Smith County had a population of about 227,000 in 2017, according to the U.S. Census Bureau. That year, Tyler’s population was just under 105,000, or a little less than half of the county population, according to the Census Bureau.
A separate coalition would look at ways to encourage economic development in downtown Tyler. That coalition will include leaders in business and higher education, and leaders in cities such as Whitehouse, Bullard and Lindale, among others.
“We’re going to likely hire a company called Retail Coach that will help in economic analysis and development from the retail side,” Moran said. The Mississippi-based company specializes in helping communities recruit retailers, according to its website.
Moran said the county has an interest in developing downtown Tyler because economic activity in the city’s core affects the rest of the county. Additionally, he said the county is the largest single owner of downtown property.
The Smith County courthouse on North Broadway Avenue and the Smith County Jail on East Elm Street are two major county government buildings located downtown. The Smith County Sheriff’s Office is on North Spring Avenue, and the county owns a strip of office buildings on East Ferguson Street.
The city also owns offices throughout the downtown area, including City Hall on North Bonner Avenue, Tyler Water Utilities on West Locust Street, the Tyler Rose Garden on West Front Street, Innovation Pipeline on East Oakwood Street and a parking garage on College Avenue, among others.
Private property owners have also been buying and selling downtown property lately. The Genecov Group announced the sale of the Plaza Tower on North College Avenue in August, and the engineering firm Estes, McClure & Associates Inc. is renovating a building at the corner of South Broadway Avenue and Front Street.
Fitzpatrick Architects has a long-term vision to revitalize the downtown area in response to the city’s trend of growing south, and the city has applied for a $5 million federal grant to change the streetscape of North Broadway Avenue between Front Street and Erwin Street as part of that vision.
“The city has done a great job in the last couple of decades of putting lots of money into downtown Tyler,” Moran said. “The parking garage is the most recent example of the money they’re willing to spend to make sure that there is this investment in downtown Tyler. We applaud that effort.
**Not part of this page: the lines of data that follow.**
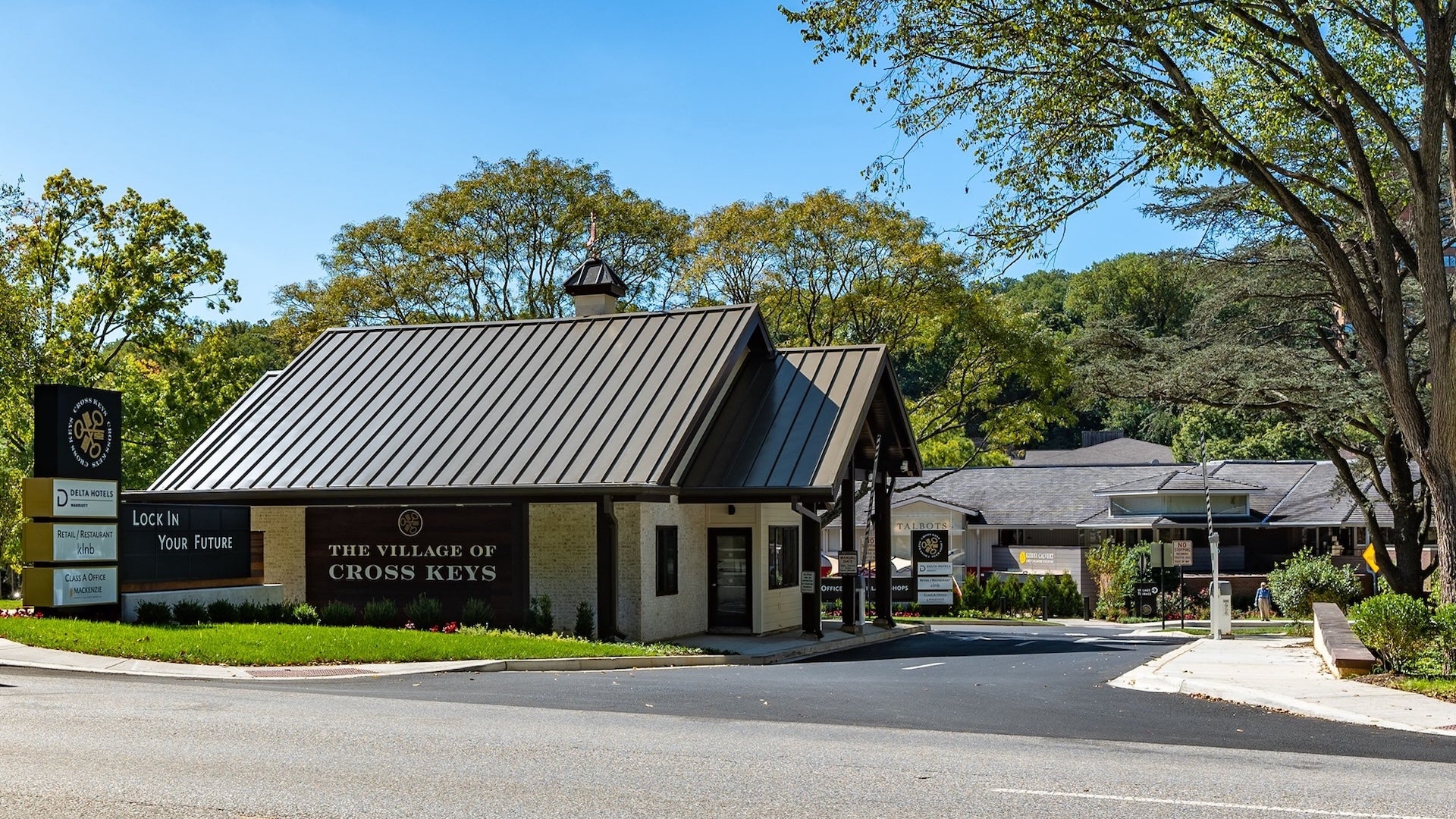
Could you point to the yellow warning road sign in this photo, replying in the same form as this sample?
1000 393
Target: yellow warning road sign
1369 556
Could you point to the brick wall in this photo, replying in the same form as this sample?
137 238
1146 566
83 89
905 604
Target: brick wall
564 557
780 610
283 547
685 613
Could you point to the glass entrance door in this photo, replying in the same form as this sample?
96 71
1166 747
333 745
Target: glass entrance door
728 577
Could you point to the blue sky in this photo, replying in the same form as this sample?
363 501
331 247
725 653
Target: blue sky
274 124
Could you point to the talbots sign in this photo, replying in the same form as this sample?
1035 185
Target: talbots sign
77 431
450 553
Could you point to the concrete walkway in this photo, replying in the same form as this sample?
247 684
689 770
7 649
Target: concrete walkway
724 651
1288 675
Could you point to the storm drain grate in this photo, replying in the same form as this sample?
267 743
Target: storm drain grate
331 670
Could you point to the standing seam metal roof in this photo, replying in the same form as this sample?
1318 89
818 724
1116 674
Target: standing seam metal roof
577 406
791 420
592 401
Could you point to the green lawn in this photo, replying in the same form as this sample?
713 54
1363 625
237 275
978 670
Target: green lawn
305 645
1438 687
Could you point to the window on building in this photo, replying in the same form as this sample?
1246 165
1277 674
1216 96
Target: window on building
783 556
666 560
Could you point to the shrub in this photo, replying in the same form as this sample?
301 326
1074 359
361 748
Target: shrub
538 615
993 595
425 611
476 613
153 614
337 613
1068 598
381 614
190 613
249 611
221 611
973 594
1395 627
1308 579
1445 635
585 621
303 614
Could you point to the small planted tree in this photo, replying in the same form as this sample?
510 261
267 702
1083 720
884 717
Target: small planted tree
1308 579
1395 627
1443 620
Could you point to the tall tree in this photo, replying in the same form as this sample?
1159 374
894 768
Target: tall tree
1266 371
494 245
830 268
1340 117
85 286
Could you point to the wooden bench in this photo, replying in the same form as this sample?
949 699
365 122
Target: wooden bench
1343 651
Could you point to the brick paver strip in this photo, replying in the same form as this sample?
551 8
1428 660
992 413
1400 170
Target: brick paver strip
329 670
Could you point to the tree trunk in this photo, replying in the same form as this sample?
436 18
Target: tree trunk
1442 484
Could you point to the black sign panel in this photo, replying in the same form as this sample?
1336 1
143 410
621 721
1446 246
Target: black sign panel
184 542
449 553
929 545
77 433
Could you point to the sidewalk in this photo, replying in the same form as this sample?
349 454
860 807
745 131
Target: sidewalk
1288 675
726 651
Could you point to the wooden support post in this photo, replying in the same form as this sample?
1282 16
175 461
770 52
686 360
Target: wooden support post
848 575
884 563
811 541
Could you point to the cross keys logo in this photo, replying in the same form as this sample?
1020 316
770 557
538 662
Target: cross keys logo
411 522
91 436
930 547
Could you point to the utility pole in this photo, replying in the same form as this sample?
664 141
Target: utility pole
1215 591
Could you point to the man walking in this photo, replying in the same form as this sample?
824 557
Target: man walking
1264 601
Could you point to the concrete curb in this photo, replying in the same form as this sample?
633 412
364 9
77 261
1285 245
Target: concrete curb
1149 676
357 670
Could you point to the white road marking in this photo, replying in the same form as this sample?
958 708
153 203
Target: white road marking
1201 803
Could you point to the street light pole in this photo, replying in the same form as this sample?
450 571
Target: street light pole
1213 544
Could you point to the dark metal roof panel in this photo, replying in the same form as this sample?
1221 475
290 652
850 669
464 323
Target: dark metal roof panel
789 422
558 403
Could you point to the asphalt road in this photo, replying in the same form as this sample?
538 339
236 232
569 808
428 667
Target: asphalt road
948 725
1025 681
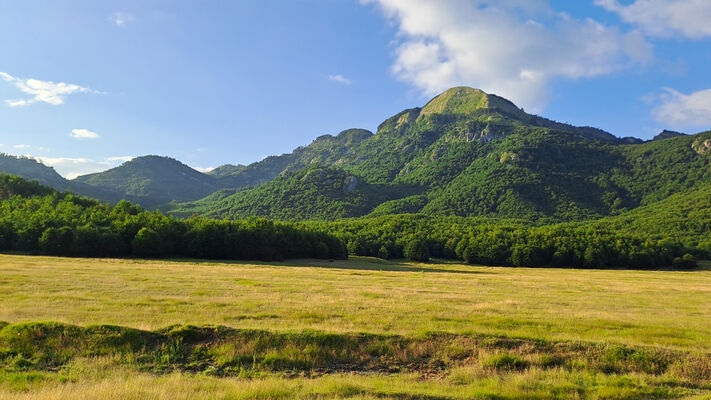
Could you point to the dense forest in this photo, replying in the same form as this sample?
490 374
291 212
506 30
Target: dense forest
34 218
37 219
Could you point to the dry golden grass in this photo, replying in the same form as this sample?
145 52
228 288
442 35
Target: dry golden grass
661 308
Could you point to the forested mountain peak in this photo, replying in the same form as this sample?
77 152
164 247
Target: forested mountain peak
154 180
666 134
30 168
466 100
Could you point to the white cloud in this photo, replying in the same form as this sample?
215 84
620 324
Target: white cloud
679 110
665 18
83 134
70 168
121 19
120 158
41 91
512 48
340 79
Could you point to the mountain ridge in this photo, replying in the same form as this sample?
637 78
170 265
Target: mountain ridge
464 153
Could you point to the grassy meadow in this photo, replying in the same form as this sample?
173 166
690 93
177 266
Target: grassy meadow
362 328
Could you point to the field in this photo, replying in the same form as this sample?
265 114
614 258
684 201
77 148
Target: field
363 328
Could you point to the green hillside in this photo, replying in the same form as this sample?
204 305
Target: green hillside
315 192
153 180
468 154
34 170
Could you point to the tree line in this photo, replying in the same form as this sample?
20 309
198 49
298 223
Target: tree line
506 243
40 220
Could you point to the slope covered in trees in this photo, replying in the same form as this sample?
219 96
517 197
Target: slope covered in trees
473 154
153 180
465 153
30 168
34 218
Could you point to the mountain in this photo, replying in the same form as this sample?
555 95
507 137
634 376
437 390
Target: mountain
325 150
467 153
315 192
31 169
153 180
666 134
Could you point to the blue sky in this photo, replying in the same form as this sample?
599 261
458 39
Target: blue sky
86 85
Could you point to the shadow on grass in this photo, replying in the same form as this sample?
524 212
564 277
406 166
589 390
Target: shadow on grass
354 263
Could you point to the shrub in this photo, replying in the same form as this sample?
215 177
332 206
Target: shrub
505 362
416 250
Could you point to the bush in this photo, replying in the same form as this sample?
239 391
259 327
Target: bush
416 250
147 243
505 362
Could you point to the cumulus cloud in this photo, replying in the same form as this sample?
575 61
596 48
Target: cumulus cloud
340 79
679 110
83 134
70 168
513 48
41 91
121 19
665 18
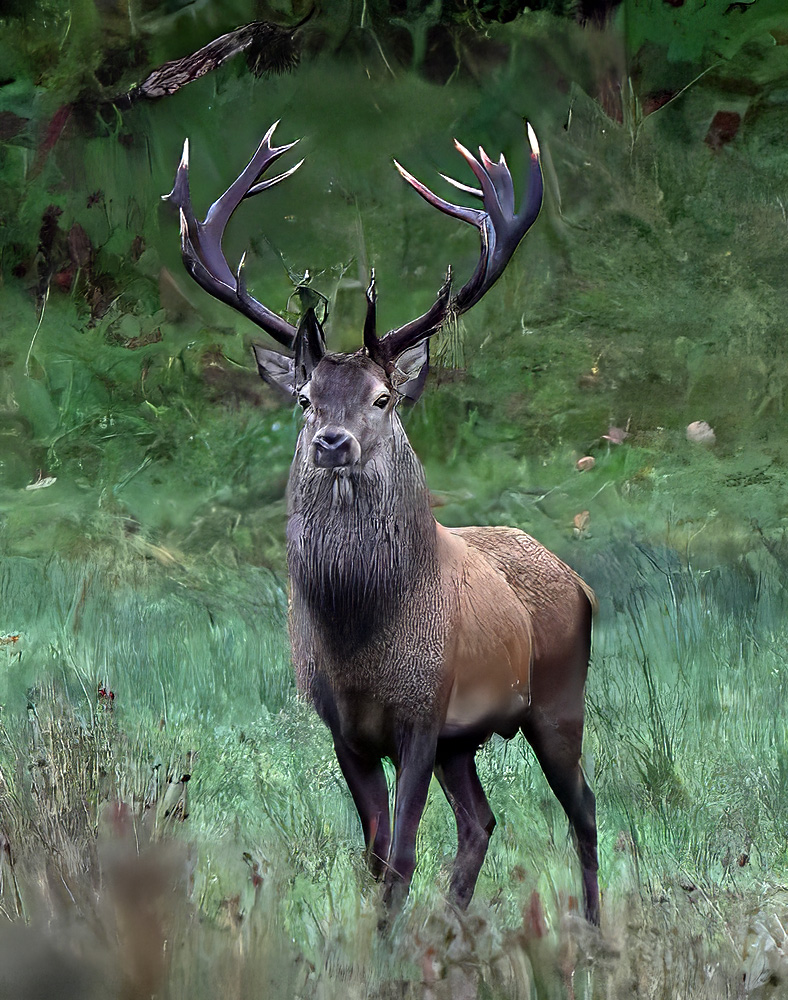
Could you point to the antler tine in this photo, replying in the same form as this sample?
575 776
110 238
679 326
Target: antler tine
201 242
371 341
500 228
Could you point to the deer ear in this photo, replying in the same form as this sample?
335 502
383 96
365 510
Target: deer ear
410 371
276 369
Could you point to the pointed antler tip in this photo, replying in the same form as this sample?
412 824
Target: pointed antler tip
534 143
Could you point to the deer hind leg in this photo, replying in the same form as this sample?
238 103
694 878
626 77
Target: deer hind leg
456 772
367 783
558 745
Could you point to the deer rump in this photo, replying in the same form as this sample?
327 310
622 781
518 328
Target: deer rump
512 598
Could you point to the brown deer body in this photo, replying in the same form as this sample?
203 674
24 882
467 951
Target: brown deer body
413 641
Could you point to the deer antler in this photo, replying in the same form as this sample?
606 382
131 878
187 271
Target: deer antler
500 228
201 242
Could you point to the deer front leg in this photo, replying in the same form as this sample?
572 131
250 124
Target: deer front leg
367 783
455 769
416 759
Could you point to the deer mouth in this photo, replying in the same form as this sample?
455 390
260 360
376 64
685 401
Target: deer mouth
335 449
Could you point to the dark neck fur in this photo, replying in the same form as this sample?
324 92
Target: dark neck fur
359 542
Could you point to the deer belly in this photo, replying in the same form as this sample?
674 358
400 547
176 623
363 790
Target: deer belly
490 670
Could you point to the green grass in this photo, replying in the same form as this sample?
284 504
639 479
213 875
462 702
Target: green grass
265 874
650 294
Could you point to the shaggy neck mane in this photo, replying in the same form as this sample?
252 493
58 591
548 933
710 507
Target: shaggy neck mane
359 542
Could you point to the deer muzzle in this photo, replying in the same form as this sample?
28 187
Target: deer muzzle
334 447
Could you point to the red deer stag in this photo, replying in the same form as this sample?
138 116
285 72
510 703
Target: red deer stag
413 641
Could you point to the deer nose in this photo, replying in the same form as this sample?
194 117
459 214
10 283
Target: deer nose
334 447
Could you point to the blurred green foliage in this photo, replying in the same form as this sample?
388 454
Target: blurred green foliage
143 465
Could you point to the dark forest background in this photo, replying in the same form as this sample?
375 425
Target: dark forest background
172 821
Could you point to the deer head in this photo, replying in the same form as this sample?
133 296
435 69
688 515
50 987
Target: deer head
350 400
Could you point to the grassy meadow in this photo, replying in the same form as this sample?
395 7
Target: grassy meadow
172 820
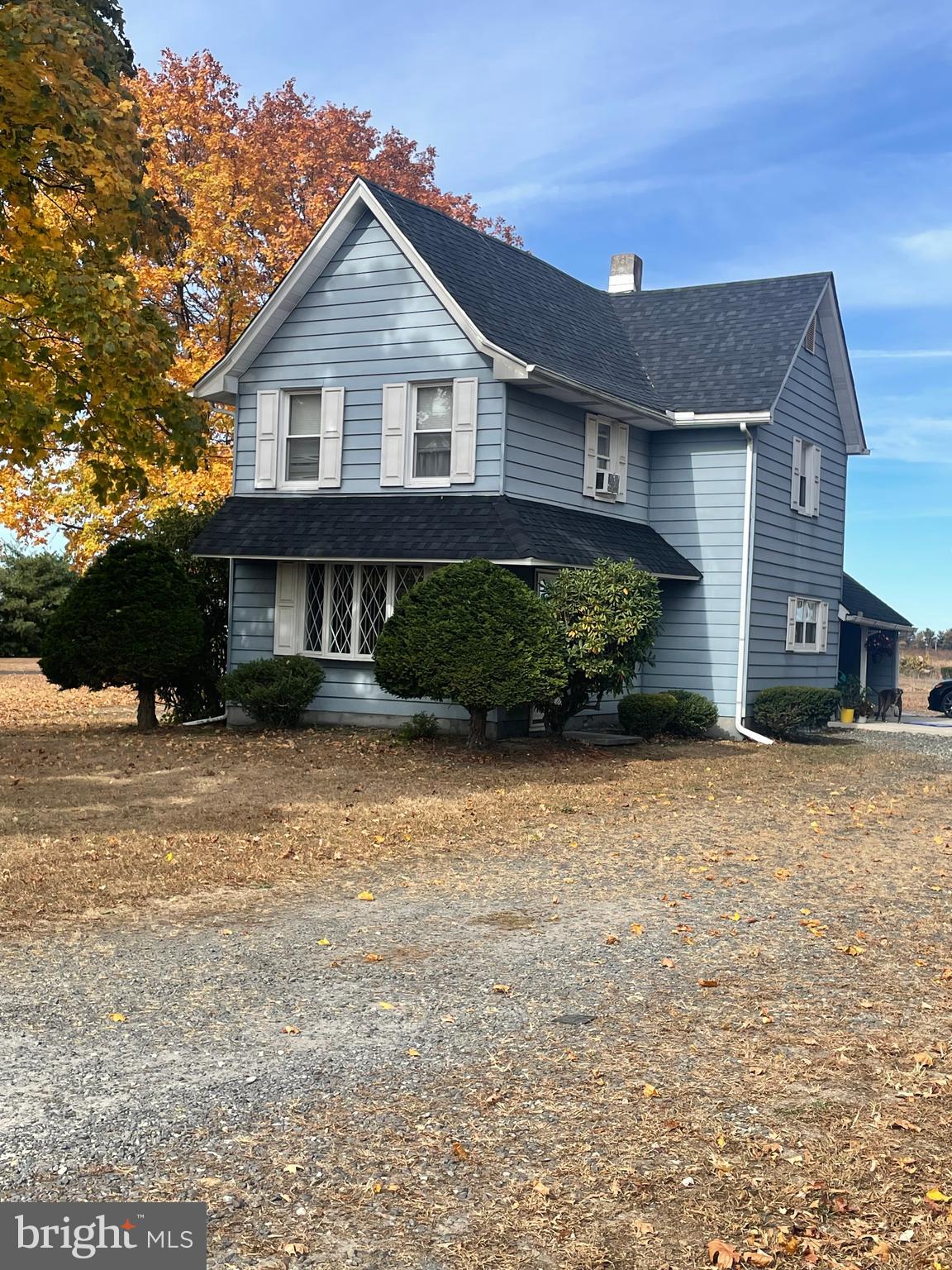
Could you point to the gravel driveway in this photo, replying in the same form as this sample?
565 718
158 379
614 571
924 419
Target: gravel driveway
569 1052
“The county likewise has done a really good job,” he said. “We’ve spent (by) my estimate, $20 million over the past 13 years in redeveloping and revitalizing certain properties downtown and transforming them into uses by the government.
“So we’ve had separate investments, and that’s been great, but I don’t think there’s ever been a consistent, joint effort to move forward and continue that development,” Moran said.
He said Tyler 21, a former version of the city’s comprehensive plan, “is a great example of that, but we have to continue that, and it has to be an ongoing coalition of folks.”
Thursday’s meeting at 200 E. Ferguson St. is open to the public. A reception will follow at the R.B. Hubbard Center, “The Hub,” at 304 E. Ferguson St.